At the start of the new millennium, a young, suave-looking gentleman wearing a sharp, black tuxedo is holding court with New York’s glitterati in the private dining room of an exclusive Hamptons bar. Sitting at the head of the table, he and his stunning model girlfriend are in fine form, ordering bottle after bottle of champagne for the group, and working their way through a never-ending supply of highly prized caviar.
When the bill arrives, the young man immediately picks it up, glances down at the $80,000 subtotal and signs for it without a second thought, handing it over to the waiter complete with a healthy cash tip for his trouble.
“Who on earth is this guy?” An attractive young lady wearing a tight dress, who benefitted from his extraordinary act of generosity, asks. “Rockerfeller,” he replies in a thick French accent, after overhearing, “but please call me Christopher.”
One would imagine that with such a glamorous lifestyle (and such an illustrious second name), Christopher Rockerfeller had spent his whole life up to that point ensconced in the opulent arms of a wealthy Los Angeles family upbringing. However, in actual fact, the man who now dazzled Hollywood’s A-list was born in the small city of Honfleur in France to a poor family, and spent most of his early life in an orphanage.
Born in 1967, Christophe Rocancourt, as he was then known, had a difficult and tumultuous upbringing. His family life broke down when he was just five years old after his father walked out and his mother turned to a life of prostitution, leaving Christophe and his sister in the care of an orphanage, where he lived until he was adopted at the age of 12.
After several failed attempts to escape his severely disciplinarian adoptive father, Rocancourt eventually managed to flee to Paris at the age of 18, where, homeless and penniless, he began to forge a life for himself out of nothing but his imagination, ingenuity and a relentlessly devious streak.

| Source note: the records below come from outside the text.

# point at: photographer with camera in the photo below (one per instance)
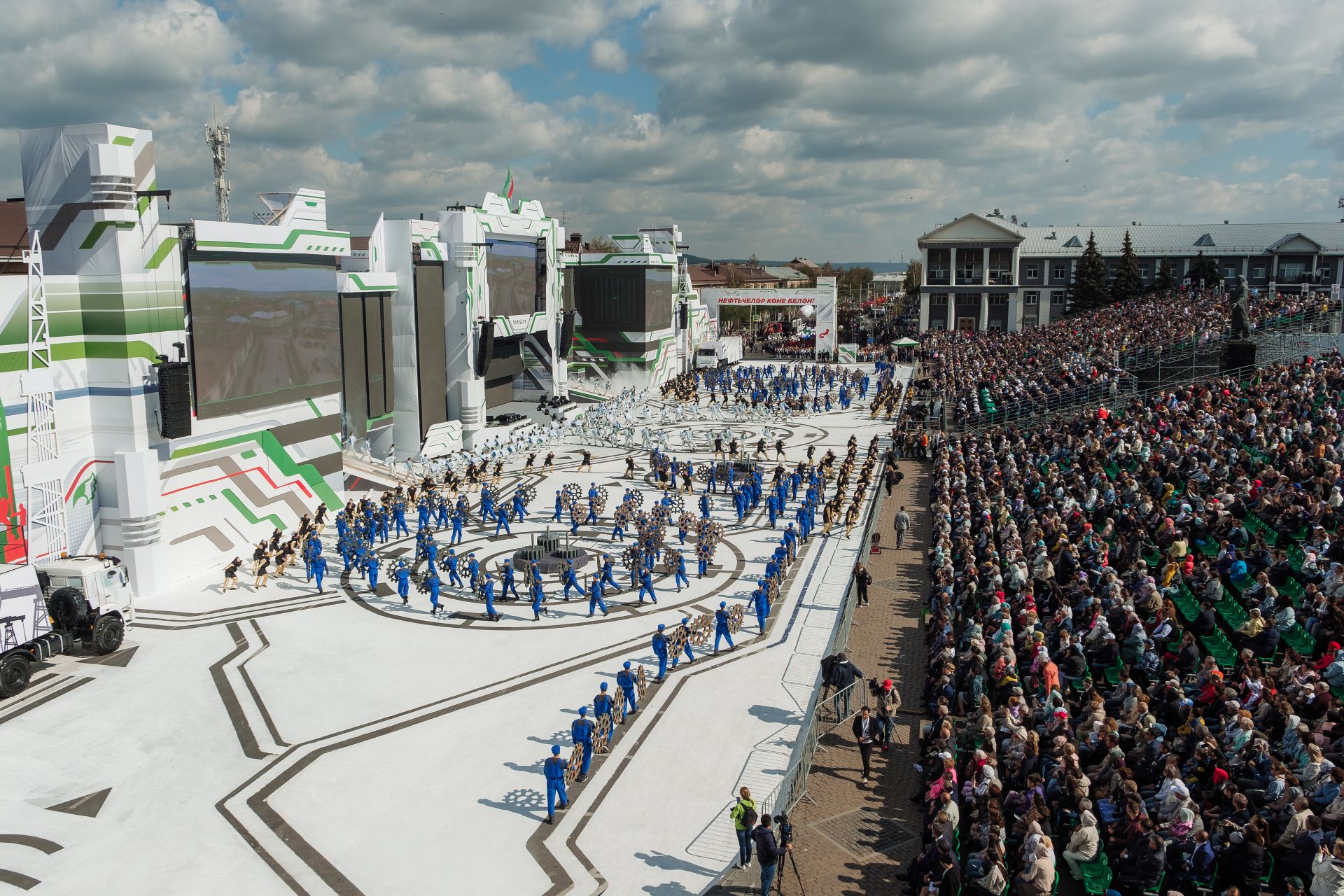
(769, 849)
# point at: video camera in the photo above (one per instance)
(785, 830)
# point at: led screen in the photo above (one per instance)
(511, 276)
(264, 332)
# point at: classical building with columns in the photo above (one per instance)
(986, 272)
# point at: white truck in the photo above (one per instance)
(50, 609)
(721, 352)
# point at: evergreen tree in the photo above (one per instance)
(1089, 286)
(1166, 277)
(1205, 269)
(1128, 282)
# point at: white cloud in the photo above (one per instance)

His first cons came under the pseudonym of Prince de Galitzine, a wealthy Russian nobleman dreamed-up in the mind of Rocancourt to serve his purpose as someone who’d be embroiled in kind of big-money exchanges he was planning to take advantage of. After a few minor scams involving forgery and petty theft, Rocancourt hit the big time when, under the Russian alias, he managed to forge the deeds for a building in the centre of Paris, and sell it for $1.4 million.